También parece que hemos
eliminado de nuestra memoria colectiva el hecho de que el alcohol es
responsable de 41.000 muertes por año, mientras que se estima en ¡73.000
las provocadas por el tabaco!


Alejada de mí entonces, la idea de prescribir el cierre de iglesias,
la supresión de misas, el abandono del gesto de paz durante la
Eucaristía, la imposición de este o aquel modo de comunión considerado
más higiénico (dicho esto, ¡cada uno podrá hacer como quiera!), porque una iglesia no es un lugar de riesgo, sino un lugar de salvación.
Es un espacio donde acogemos a Aquel que es Vida, Jesucristo, y donde, a
través de Él, con Él y en Él, aprendemos juntos a vivir. Una iglesia
debe seguir siendo lo que es: ¡un lugar de esperanza!

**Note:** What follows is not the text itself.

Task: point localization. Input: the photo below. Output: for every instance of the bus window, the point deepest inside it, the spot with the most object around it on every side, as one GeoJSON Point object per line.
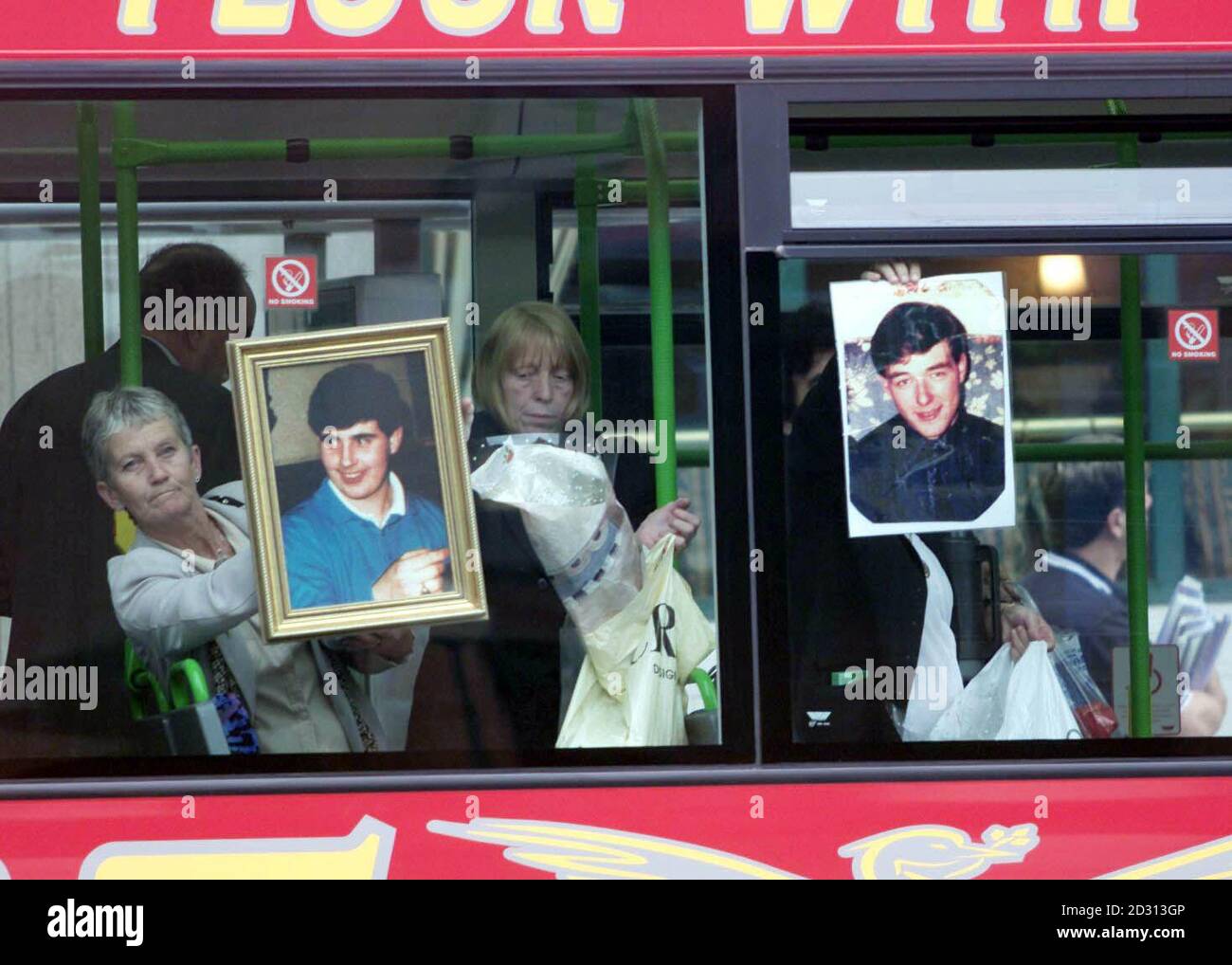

¿Deberíamos sellar a piedra y lodo nuestras casas?  ¿Deberíamos
saquear el supermercado del barrio y acumular reservas para prepararnos
para un asedio? ¡No! Pues un cristiano no teme a la muerte. Es
consciente de que es mortal, pero sabe en quién ha puesto su confianza.
Cree en Jesús, que le afirma: « Yo soy la resurrección y la vida; quien
cree en Mí, aunque muera, revivirá. Y todo viviente y creyente en Mí, no
morirá jamás » (Juan 11, 25-26).  Él se sabe habitado y animado por el «
Espíritu de Aquel que resucitó a Cristo de entre los muertos » (Romanos
8, 11).


Además, un cristiano no se pertenece a sí mismo, su vida está
entregada, porque sigue a Jesús, quien enseña: « Quien quiere salvar su
vida, la perderá, y quien pierde su vida a causa de Mí y del Evangelio,
la salvará » (Marcos 8, 35). Ciertamente, el cristiano no se expone
innecesariamente, pero tampoco trata de preservarse.  Siguiendo a su
Maestro y Señor crucificado, el cristiano aprende a entregarse
generosamente al servicio de sus hermanos más frágiles, desde la
perspectiva de la vida eterna.


Entonces, ¡no cedamos ante la epidemia del miedo! ¡No seamos muertos vivientes! Como diría el Papa Francisco: ¡no os dejéis robar vuestra esperanza!